Barre Work should be completed (40-42 min) into the class. This

leaves 15-20 minutes to complete abdominal work, lower body floor work and cool down  

Core Series (10 min)

  • Although the core is in constant “play” throughout, we do the abdominal series of exercises towards the end of class. You may want to start the abdominal work with the C curve hold exercise. This will awaken the abdominals in an intense fashion and will allow even beginners to “feel” their abs during the work. The exercises to follow will be determined by your class level and lesson plan. If you choose to work under the barre for abs, keep the clients under the barre for the duration of the class. Spend less time transitioning and more time exercising. 
  • A strong emphasis of core control (drawing navel to spine and abs up towards ribcage) should be applied to every exercise, especially the core section. If a client is over-arching their lumbar spine and struggling to perform an exercise, modify it immediately by limiting the ROM, bending the knees, supporting the neck, placing a ball behind the lower back or omitting all together. Execution, not repetition is the key!

Core series should be a (full 10 minutes) of exercises 

Leaving you with (3-5 minutes) to complete lower body floor work and cool down 

Lower Body Floor Series (2-5min)

  • After core work, give clients one more boost of energy before cooling them down by choosing a lower body floor series. There is usually only time for one series here. 

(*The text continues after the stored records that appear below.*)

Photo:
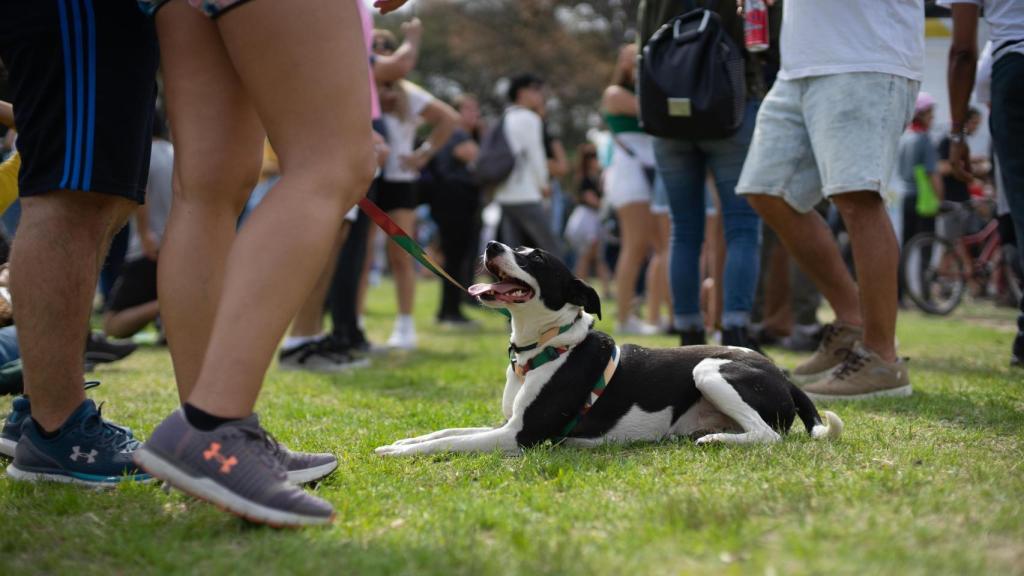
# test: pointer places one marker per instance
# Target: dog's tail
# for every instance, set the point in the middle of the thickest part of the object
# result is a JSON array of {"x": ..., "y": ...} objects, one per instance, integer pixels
[{"x": 832, "y": 428}]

Lower body series should be completed (50-52 min) into the class

Leaving 2-5min to complete final stretches and cool down 

Final Stretch/Cool Down (2-5 min)

  • This segment of class is designed to calm both the body and mind from the vigorous work that preceded. Be prepared to stretch the muscles that need the most attention for that day. 

Balance Ending (30secs)

  • Every Barre class ends with the balance ending series. Focus should be on applying all the principals of the class to this final exercise. Mental focus is imperative here, so be sure the class is aware and in-tune with their bodies.  Finish each class strong and calm. 

Stick with this order for all your classes.  Keep the classes fresh, innovative and exciting so your clients will keep coming back. Focus on which muscle groups you are working on for each series. Your goal is to create a class program that is proportional and equal in use to each muscle group.

Technique and Form: Focus on the clients’ form and proper alignment. It doesn’t matter how many repetitions they can perform if they are not working with control and in good form.

Efficiency: Focus on how they are creating the movement. It should come from the contraction of a muscle group, not from momentum. It doesn’t matter how high they can lift their leg if they are “flinging” it up.Flow: Focus on the fluidity of the movements and creating seamless transitions from one series to the next. Each transition should be viewed as an exercise. Make your clients aware of how they are getting up, down, or in and out of exercises. They should have constant body consciousness.